Every year, the Animal Welfare Institute, a Washington, D.C.-based nonprofit that supports a national ban on shark fin, updates its list of restaurants that serve shark fin soup and notifies the relevant state enforcement agencies.
But so far, according to the institute, the bans haven’t stopped restaurants in at least 10 of the 12 states.
During the past two years, at least five bills relating to the country’s shark fin trade have been introduced in the U.S. House of Representatives and the Senate. All five died before becoming laws, leaving the fate of sharks in the U.S. uncertain.
Many countries don’t regulate shark finning, says Peter Knights, CEO of WildAid, an environmental group that strives to reduce consumption of wildlife products. What this means, activists say, is that Americans could be getting their fins from countries that catch and mutilate sharks, diminishing their already dwindling global populations.

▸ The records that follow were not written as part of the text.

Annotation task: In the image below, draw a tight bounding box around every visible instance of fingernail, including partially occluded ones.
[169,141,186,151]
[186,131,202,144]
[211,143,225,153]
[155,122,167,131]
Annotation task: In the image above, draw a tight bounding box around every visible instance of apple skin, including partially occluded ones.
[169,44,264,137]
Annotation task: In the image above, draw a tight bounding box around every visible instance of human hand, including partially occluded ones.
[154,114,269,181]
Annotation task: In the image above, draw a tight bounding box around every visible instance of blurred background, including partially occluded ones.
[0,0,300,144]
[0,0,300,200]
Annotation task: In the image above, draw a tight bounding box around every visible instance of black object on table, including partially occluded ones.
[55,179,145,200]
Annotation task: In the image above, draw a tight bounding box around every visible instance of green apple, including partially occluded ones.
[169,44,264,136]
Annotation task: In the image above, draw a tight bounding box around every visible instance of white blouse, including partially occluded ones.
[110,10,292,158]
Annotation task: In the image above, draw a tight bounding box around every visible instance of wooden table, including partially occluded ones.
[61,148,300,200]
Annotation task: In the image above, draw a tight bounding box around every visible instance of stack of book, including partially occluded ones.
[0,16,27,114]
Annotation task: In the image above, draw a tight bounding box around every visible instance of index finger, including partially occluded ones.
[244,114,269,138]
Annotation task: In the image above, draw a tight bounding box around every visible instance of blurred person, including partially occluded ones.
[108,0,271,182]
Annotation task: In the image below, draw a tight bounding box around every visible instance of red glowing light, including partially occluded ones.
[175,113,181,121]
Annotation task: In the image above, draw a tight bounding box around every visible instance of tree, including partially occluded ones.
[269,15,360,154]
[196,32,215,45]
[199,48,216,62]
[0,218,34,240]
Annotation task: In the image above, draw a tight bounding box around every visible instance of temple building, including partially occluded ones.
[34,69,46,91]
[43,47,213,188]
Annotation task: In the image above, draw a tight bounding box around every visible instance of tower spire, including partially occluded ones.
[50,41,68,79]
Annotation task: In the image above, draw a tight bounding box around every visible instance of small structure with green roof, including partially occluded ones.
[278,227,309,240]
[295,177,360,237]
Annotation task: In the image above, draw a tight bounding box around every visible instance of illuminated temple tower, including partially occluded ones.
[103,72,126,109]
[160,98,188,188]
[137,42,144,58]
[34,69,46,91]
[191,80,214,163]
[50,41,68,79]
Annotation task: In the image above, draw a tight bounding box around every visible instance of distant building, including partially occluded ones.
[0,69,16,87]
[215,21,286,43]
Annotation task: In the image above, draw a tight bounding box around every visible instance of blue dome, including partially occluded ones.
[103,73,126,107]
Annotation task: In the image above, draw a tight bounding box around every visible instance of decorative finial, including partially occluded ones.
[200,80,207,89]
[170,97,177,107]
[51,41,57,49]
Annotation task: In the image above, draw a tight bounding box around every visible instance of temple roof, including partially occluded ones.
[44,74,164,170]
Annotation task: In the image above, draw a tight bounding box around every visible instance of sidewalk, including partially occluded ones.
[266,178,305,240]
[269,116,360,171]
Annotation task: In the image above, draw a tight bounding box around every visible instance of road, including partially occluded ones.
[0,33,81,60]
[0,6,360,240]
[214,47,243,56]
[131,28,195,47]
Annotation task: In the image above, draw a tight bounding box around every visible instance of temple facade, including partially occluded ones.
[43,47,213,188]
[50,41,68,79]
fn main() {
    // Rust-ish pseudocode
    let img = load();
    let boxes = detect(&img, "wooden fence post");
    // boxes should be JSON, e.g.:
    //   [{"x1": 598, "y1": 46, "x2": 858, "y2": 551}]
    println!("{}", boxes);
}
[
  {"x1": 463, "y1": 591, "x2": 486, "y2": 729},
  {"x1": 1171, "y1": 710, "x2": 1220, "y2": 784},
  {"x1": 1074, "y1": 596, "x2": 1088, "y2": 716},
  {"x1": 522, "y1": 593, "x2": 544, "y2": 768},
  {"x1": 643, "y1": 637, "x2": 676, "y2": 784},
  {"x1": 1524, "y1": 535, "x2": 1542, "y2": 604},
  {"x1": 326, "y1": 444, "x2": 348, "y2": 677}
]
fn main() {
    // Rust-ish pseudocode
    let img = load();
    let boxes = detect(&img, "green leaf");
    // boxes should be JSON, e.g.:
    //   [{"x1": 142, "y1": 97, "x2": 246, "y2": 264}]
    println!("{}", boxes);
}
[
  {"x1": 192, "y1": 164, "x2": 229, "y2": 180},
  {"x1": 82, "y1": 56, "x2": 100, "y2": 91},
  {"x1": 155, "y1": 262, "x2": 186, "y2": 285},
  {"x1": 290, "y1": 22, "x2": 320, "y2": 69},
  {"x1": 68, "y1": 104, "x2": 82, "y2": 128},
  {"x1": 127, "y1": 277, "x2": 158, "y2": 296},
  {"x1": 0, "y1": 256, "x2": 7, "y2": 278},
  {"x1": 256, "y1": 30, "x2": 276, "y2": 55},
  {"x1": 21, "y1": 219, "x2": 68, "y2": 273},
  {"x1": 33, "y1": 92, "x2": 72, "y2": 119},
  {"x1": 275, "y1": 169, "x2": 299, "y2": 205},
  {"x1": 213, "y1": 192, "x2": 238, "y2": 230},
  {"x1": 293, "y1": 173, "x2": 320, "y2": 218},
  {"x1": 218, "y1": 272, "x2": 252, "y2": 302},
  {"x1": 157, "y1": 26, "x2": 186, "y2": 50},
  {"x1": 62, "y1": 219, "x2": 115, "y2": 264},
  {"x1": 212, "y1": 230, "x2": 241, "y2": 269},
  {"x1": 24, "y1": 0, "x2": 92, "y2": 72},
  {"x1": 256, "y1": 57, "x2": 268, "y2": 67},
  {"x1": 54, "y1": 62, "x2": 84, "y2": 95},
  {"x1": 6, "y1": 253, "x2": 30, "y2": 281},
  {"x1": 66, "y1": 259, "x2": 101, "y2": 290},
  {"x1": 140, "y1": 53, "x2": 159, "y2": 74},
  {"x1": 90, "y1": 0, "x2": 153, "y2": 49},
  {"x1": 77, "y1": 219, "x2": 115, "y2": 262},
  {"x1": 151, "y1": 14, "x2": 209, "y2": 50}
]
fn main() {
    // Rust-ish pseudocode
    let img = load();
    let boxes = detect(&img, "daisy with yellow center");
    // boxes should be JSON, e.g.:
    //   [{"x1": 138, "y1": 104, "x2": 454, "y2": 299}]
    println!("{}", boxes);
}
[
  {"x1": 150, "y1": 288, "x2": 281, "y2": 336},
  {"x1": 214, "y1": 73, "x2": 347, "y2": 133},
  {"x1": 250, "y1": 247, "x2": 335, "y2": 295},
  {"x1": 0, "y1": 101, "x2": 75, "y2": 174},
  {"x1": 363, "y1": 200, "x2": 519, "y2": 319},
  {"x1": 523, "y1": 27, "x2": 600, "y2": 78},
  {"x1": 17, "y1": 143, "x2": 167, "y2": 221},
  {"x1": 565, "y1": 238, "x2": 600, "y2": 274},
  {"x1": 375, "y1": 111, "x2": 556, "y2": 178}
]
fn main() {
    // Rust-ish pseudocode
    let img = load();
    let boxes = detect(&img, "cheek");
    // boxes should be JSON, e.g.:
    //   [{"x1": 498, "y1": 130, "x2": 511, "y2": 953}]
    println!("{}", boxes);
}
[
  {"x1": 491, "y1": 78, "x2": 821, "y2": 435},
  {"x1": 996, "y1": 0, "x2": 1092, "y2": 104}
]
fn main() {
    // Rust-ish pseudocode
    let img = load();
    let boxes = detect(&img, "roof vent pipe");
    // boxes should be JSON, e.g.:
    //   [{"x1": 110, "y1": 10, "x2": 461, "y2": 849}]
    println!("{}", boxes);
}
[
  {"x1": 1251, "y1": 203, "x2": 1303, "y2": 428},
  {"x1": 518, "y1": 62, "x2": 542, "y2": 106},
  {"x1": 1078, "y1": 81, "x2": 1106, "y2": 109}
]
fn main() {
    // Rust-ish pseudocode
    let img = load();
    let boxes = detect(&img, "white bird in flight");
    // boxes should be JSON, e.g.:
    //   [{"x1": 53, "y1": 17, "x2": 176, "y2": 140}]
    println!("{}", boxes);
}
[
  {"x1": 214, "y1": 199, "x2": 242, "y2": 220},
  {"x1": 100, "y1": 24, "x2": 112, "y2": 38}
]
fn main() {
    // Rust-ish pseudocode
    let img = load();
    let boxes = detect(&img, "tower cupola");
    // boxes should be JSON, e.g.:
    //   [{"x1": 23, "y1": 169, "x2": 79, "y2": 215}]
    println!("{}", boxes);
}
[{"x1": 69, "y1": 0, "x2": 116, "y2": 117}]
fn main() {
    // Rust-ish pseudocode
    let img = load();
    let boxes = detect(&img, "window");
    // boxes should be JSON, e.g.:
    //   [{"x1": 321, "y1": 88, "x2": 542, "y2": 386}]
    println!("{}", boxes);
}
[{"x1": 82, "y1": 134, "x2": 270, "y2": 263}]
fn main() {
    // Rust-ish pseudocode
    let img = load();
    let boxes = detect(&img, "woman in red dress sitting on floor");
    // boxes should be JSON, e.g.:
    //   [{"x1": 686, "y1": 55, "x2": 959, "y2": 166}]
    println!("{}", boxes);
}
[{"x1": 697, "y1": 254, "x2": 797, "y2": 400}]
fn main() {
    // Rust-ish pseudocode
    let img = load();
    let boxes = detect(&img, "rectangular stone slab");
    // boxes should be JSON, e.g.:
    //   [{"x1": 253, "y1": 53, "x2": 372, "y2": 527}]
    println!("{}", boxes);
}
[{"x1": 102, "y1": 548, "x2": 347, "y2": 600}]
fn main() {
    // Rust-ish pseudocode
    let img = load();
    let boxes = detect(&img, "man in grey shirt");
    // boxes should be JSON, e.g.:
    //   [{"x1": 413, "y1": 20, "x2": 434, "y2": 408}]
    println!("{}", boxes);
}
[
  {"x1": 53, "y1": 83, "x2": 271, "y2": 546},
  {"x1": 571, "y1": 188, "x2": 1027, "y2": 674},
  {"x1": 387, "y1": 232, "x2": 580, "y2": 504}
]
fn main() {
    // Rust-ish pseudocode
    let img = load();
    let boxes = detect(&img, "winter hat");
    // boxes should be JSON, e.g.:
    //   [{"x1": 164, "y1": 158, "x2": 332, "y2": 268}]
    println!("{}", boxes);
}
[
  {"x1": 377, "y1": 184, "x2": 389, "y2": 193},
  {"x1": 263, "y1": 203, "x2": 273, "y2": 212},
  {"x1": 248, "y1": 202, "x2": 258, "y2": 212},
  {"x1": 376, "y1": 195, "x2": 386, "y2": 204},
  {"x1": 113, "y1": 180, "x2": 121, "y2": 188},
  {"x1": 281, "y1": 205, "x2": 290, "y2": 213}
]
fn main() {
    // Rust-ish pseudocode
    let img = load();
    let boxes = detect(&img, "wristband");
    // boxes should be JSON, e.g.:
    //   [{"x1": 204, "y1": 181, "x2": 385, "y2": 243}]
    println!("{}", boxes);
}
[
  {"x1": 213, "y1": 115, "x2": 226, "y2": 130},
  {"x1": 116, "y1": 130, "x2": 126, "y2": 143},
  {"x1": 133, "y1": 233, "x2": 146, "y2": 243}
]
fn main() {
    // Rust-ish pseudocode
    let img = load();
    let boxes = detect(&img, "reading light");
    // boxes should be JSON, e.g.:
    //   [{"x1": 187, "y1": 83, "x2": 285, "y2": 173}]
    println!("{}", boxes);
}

Because of overfishing and the demand for shark fin for soup, more than a quarter of the world’s sharks, rays, and chimaeras (a cartilaginous fish also known as ghost sharks) are considered to be threatened. In a 2012 study, researchers found the DNA of eight different sharks, including the endangered scalloped hammerhead, as well as vulnerable species like the shortfin makoand the spiny dogfish, in soup samples collected from around the U.S.
Shark fin soup has long been a status dish in Asian countries, notably China, where its use can be traced back to an emperor from the Song Dynasty (960-1279) who is thought to have invented the dish to show off his power and wealth. Shark fin eventually became exalted as one of the four treasures of Chinese cuisine, along with abalone, sea cucumber, and fish maw (swim bladders).
Today, it’s a luxury dish served at weddings as a sign of respect for guests. Preparation of the soup involves boiling the fins and scraping off the skin and meat, leaving behind softened protein fiber, which is sometimes shredded before it goes into the soup.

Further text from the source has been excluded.